Southeast Floating Docks v. Auto-Owners Ins. Co., 82 So. 3d 73 (Fla. 2012) held that F.S.§ 768.79 does not apply to cases that are governed by the substantive law of another jurisdiction because, being a fee-shifting statute, it modifies the American rule which requires each party to pay its own attorney’s fees.  By altering the common law, the statute creates a substantive right.  Thus, under conflict of law analysis, when the parties have agreed to be bound by the law of another jurisdiction, F.S.§ 768.79 does not apply.  The case disapproved of prior decisions from the Fourth and Fifth District Courts of Appeal.  

Wednesday, February 1, 2012

Releases from the 3d DCA on 2/1/12


In Aronson v.

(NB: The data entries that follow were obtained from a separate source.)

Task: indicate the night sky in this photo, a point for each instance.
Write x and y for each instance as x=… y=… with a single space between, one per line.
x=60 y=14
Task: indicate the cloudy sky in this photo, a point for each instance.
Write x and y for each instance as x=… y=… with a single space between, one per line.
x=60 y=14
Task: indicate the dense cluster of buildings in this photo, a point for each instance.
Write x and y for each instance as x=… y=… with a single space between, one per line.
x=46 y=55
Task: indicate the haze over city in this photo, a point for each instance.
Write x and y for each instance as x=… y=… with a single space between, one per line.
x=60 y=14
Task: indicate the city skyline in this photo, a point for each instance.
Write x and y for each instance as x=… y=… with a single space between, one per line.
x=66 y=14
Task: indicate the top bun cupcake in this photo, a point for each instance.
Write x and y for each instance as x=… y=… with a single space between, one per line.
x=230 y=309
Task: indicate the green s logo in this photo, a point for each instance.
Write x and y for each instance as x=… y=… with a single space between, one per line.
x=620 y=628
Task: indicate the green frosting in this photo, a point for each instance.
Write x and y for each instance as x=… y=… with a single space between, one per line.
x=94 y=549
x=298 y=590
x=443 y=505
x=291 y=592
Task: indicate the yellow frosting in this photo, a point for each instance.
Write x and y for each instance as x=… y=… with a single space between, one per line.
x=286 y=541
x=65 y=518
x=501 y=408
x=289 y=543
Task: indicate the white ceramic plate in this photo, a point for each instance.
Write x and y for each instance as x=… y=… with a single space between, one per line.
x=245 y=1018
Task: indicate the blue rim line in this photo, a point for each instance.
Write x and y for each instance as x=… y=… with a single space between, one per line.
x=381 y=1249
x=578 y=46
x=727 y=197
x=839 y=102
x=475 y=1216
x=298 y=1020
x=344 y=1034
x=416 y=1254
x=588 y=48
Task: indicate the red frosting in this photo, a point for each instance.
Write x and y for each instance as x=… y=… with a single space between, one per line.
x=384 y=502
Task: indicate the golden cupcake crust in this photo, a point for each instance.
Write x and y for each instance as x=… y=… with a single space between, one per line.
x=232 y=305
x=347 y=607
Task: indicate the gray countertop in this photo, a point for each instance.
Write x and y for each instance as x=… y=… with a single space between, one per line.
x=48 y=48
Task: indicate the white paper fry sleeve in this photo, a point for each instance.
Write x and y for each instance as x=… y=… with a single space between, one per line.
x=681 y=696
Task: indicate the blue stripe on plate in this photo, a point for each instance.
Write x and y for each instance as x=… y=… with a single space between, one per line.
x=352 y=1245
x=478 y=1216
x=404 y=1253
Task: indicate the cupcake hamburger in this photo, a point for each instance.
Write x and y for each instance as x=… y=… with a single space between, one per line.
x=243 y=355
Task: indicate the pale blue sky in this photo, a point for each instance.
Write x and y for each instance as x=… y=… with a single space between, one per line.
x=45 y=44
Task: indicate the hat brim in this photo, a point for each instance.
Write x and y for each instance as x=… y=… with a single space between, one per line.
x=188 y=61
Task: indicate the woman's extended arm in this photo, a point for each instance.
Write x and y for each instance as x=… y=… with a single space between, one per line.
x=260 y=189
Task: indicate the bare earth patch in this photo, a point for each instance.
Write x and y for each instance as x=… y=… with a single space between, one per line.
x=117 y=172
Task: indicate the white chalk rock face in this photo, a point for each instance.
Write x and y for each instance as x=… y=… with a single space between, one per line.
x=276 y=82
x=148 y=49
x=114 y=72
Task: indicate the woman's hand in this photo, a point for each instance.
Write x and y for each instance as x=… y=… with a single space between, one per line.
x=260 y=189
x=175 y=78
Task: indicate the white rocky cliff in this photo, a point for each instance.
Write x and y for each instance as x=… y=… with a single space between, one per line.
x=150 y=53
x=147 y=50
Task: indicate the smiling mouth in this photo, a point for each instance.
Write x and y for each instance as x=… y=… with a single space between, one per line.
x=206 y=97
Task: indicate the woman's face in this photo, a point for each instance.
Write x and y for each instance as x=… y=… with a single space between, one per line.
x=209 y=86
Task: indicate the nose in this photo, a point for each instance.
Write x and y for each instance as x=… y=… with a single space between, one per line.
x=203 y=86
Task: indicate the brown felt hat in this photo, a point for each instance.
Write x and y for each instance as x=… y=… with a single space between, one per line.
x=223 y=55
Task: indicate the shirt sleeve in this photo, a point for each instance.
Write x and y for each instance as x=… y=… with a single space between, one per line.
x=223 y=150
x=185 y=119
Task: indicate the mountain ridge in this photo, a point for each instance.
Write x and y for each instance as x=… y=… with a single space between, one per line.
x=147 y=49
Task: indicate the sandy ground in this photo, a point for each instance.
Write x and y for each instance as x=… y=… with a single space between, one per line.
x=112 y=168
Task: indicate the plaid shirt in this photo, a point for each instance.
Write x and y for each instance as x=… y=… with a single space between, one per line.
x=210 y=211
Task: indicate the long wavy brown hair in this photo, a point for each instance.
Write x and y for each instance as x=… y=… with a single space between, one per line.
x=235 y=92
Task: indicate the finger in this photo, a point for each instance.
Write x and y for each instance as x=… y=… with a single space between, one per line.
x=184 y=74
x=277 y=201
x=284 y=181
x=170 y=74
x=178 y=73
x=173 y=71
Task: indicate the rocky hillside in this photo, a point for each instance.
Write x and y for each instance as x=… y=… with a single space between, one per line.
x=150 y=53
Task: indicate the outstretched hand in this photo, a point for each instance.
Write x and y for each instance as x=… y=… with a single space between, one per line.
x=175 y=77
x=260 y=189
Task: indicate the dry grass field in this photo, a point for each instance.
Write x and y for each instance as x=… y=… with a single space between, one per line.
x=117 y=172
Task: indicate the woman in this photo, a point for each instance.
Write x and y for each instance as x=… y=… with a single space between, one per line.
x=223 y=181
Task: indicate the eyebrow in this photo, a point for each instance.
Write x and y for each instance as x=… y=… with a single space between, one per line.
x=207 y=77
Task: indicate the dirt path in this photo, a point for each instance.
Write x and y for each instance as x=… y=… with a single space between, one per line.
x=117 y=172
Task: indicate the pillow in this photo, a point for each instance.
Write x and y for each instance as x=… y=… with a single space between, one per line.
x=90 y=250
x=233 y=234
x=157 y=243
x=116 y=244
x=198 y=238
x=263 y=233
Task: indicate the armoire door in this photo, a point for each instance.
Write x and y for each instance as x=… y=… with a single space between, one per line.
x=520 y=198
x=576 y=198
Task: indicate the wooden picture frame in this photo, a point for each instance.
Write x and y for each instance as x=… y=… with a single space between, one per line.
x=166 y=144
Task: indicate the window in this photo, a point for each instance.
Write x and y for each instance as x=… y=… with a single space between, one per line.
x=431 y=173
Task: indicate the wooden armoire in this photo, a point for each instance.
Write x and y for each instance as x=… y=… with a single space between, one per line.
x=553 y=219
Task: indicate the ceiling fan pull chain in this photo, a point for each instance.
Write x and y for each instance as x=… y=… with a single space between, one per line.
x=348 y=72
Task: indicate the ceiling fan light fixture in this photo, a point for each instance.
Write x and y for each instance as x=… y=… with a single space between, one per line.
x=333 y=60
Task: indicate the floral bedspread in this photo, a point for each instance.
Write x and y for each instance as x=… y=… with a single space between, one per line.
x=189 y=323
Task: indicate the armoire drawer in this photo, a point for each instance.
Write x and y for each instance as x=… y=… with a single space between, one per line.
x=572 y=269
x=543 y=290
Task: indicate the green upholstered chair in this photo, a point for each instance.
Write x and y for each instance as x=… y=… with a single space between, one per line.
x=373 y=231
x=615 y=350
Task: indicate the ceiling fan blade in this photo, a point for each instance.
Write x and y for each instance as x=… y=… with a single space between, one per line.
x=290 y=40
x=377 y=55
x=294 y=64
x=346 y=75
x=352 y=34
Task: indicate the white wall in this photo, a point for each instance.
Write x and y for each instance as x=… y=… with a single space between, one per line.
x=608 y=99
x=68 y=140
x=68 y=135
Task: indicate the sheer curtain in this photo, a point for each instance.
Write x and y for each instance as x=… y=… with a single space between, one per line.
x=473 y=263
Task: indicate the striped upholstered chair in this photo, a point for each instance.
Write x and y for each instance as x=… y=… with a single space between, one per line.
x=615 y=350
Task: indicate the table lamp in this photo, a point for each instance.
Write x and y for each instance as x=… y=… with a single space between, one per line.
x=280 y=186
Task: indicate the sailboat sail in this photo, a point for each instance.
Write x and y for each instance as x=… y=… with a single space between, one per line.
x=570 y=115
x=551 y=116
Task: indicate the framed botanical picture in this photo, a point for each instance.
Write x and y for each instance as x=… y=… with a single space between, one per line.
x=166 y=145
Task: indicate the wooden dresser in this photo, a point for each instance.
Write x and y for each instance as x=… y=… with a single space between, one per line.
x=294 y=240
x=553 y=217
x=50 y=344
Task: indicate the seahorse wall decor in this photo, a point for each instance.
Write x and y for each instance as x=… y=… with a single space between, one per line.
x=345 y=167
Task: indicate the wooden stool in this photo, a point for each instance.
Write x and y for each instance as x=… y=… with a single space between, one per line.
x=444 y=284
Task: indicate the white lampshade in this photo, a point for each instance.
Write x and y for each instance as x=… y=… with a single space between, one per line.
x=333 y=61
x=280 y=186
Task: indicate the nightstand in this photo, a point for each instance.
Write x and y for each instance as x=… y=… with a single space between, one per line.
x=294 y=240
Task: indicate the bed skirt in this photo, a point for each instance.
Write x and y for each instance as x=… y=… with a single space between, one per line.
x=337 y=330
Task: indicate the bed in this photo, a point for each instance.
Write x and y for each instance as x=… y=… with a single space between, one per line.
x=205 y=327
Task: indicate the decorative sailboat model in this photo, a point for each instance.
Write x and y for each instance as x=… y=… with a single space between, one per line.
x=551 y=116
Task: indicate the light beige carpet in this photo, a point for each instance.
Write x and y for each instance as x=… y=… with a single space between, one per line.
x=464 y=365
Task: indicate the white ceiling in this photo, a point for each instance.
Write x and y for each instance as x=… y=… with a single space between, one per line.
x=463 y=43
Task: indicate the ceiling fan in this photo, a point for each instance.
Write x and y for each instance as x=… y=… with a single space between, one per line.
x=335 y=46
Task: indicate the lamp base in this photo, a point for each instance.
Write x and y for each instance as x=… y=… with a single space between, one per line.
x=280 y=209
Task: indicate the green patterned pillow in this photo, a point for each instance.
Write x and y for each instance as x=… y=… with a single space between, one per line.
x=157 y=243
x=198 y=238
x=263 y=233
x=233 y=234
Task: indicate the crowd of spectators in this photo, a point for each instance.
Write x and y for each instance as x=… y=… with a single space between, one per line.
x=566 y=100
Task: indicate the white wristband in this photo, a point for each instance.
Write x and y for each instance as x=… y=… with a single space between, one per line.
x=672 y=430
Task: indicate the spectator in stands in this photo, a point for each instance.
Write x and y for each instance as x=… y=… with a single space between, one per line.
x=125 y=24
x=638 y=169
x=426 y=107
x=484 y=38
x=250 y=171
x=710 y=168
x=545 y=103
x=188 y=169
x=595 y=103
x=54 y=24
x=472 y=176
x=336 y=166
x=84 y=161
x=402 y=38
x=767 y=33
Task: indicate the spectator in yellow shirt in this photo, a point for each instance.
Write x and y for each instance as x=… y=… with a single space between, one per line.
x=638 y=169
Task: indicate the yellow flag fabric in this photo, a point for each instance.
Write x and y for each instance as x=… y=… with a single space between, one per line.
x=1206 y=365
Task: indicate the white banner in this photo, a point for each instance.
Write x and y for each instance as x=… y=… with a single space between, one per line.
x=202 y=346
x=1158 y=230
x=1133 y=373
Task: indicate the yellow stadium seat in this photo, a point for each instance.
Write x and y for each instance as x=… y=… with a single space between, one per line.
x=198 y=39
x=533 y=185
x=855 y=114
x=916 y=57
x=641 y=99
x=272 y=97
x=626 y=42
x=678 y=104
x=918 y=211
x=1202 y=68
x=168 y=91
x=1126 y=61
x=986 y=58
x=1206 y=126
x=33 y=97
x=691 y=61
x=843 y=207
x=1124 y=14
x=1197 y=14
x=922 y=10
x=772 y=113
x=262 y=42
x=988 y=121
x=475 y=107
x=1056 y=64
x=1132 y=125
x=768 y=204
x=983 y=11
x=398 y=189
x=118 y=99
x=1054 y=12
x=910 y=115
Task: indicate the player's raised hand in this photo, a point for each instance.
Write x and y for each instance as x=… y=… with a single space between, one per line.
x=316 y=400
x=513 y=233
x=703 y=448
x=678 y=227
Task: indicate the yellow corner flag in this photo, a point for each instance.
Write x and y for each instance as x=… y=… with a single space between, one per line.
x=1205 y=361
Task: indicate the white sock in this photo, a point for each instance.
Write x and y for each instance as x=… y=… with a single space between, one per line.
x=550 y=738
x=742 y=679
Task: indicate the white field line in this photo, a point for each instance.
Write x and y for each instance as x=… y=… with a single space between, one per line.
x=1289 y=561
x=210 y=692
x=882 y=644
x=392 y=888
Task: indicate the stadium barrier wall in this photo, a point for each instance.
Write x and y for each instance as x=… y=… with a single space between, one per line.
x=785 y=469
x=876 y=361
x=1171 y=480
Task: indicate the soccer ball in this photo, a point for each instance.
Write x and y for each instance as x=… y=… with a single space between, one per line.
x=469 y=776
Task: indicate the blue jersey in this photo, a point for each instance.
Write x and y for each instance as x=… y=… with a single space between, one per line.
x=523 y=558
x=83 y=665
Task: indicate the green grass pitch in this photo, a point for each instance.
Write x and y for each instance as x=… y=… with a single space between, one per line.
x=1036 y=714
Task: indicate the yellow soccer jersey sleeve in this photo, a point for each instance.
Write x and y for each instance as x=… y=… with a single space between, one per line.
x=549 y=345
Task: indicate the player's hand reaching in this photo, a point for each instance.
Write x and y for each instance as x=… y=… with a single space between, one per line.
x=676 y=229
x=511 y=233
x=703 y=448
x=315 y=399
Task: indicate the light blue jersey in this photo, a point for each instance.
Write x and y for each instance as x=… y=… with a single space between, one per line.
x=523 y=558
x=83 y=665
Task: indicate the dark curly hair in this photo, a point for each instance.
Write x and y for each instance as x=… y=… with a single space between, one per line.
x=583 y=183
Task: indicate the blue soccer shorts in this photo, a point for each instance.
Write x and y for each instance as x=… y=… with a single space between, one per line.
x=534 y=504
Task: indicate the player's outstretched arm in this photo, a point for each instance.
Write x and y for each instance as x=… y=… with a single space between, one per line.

Aronson, 81 So. 3d 515 (Fla. 3d DCA 2012), the court held that the law does not permit the deceased husband’s plan for the disposition of the property to be honored in the face of the widow’s objection that the property was indisputably protected homestead.  Thus, because the decedent’s wife survived him, the homestead was not subject to disposition through a trust and at the moment of his death, his homestead property passed outside of probate to his wife for life, and thereafter to his surviving sons per stirpes.  Furthermore, there was no basis in law to charge the remaindermen with the obligation to reimburse the widow for the amount she paid to satisfy a mortgage on the homestead property before her husband's death, even if she did so under the mistaken belief that she was the titleholder to the property.


In Perez v. State, 79 So. 3d 140 (Fla. 3d 2012), the court reversed a conviction based on the admission of irrelevant evidence.  Defendant had moved in limine to exclude reference at trial that he was the target of an ongoing investigation.  The trial court erroneously allowed the arresting officers to testify that defendant was stopped pursuant to a narcotics investigation.


A divided court affirmed a jury verdict in Demchak v. Davia, --- So. 3d ---, Case No. 3D10-366 (Fla. 3d DCA February 1, 2012), where the evidence supported plaintiffs' argument that after they invested $450,000 to purchase property in Key West, the defendants were supposed to invest $1 million, but instead simply used plaintiffs’ money as a down payment, took out a mortgage, and never contributed anything.


Cukierman v. BankAtlantic, --- So. 3d ---, Case No. 3D11-647 (Fla. 3d DCA February 1, 2012) held that the guarantors had no standing to challenge a foreclosure sale because they had no right of redemption.